Accessing the Ledger

Learn how you can directly access the Stellar ledger from a Zephyr program.

Zephyr's host environment also provides functions to access the ledger maintained by the Stellar nodes that live on our server. This means that Zephyr programs have fast, first-class access to the current state of the ledger, allowing them to be aware of everything happening on-chain, not just during each ledger close.

There is currently only a limited set of data structures that can be retrieved from the Stellar ledger. All contract data and some Stellar classic entries are accessible, we are still developing the others.

Reading contract data entries

You can read contract data entries from the ledger using the following EnvClient methods:

/// Returns the instance object of a certain contract from
/// the host's ledger.
pub fn read_contract_instance(&self, contract: [u8; 32]) -> Result<Option<ContractDataEntry>, SdkError> {}

/// Returns the requested entry object of a certain contract 
/// from the host's ledger.
pub fn read_contract_entry_by_key(&self, contract: [u8; 32], key: ScVal) -> Result<Option<ContractDataEntry>, SdkError> {}

/// Returns all the entry objects of a certain contract 
/// from the host's ledger.
pub fn read_contract_entries(&self, contract: [u8; 32]) -> Result<Vec<ContractDataEntry>, SdkError> {}

/// Returns all the entry objects of a certain contract from the host's
/// ledger.
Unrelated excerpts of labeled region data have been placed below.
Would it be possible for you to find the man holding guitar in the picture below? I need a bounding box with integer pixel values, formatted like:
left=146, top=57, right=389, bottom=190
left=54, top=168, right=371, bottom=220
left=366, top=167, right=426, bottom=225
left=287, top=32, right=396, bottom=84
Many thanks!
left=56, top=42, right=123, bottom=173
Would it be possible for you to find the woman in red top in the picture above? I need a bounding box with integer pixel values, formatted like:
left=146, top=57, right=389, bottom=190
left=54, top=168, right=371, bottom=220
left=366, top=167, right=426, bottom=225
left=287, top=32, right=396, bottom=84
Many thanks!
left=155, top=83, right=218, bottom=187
This function returns an iterator over Soroban host objects,
/// and should be used along with the Soroban SDK. Use this function 
/// where you prefer to work with host objects rather than ScVals.
pub fn read_contract_entries_to_env(&self, env: &soroban_sdk::Env, contract: [u8; 32]) -> Result<Map<Val, Val>, SdkError> {}

These functions are quite straightforward and are a good tool for Zephyr ingestion programs to fetch directly from the ledger's state, but are even more important when it comes to serverless functions that grant powerful on-request access to the ledger.
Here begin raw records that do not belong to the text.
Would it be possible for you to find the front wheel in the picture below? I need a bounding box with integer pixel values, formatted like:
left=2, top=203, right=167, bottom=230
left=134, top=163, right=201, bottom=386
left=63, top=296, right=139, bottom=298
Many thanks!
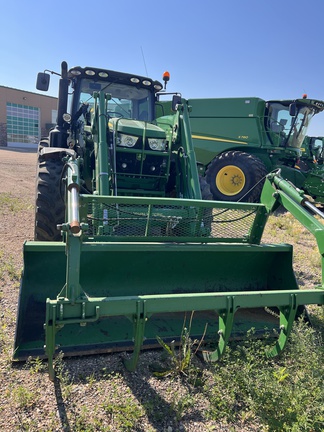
left=206, top=151, right=267, bottom=202
left=34, top=151, right=65, bottom=241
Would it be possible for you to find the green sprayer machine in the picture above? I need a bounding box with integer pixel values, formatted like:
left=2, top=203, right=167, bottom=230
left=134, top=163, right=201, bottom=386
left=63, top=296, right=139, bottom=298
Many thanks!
left=14, top=62, right=324, bottom=379
left=160, top=95, right=324, bottom=204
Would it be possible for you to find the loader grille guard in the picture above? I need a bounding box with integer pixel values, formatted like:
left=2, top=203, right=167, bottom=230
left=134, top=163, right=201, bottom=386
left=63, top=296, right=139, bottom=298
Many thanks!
left=13, top=61, right=324, bottom=379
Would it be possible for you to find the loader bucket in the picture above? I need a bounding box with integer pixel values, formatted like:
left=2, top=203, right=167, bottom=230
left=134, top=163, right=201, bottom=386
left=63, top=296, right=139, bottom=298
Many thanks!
left=14, top=192, right=323, bottom=373
left=15, top=243, right=297, bottom=359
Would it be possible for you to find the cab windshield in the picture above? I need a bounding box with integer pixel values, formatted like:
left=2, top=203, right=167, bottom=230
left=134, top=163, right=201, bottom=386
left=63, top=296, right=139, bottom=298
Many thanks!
left=265, top=102, right=315, bottom=148
left=77, top=79, right=154, bottom=121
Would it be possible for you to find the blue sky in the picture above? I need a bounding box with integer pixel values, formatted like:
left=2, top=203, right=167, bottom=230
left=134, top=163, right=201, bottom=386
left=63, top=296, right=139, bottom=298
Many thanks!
left=0, top=0, right=324, bottom=135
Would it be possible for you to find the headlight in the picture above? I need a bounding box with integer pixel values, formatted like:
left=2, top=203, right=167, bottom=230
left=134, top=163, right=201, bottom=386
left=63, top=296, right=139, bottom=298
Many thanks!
left=148, top=138, right=166, bottom=151
left=117, top=134, right=138, bottom=147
Understanding return types

Being the requested data taken directly from the ledger, the returned contract data entries will be ScVals. Learn more on how to deal with returned ScVals in the examples.

Examples

read_contract_entries()

In this example taken from the Blend dashboard repository, we can see how to access the key of a specific entry (Contracts) for this factory contract, and then push the resulting addresses in a vector. The entry.key object is and ScVal, while the resulting objects inside the vector have been converted to Address environment objects.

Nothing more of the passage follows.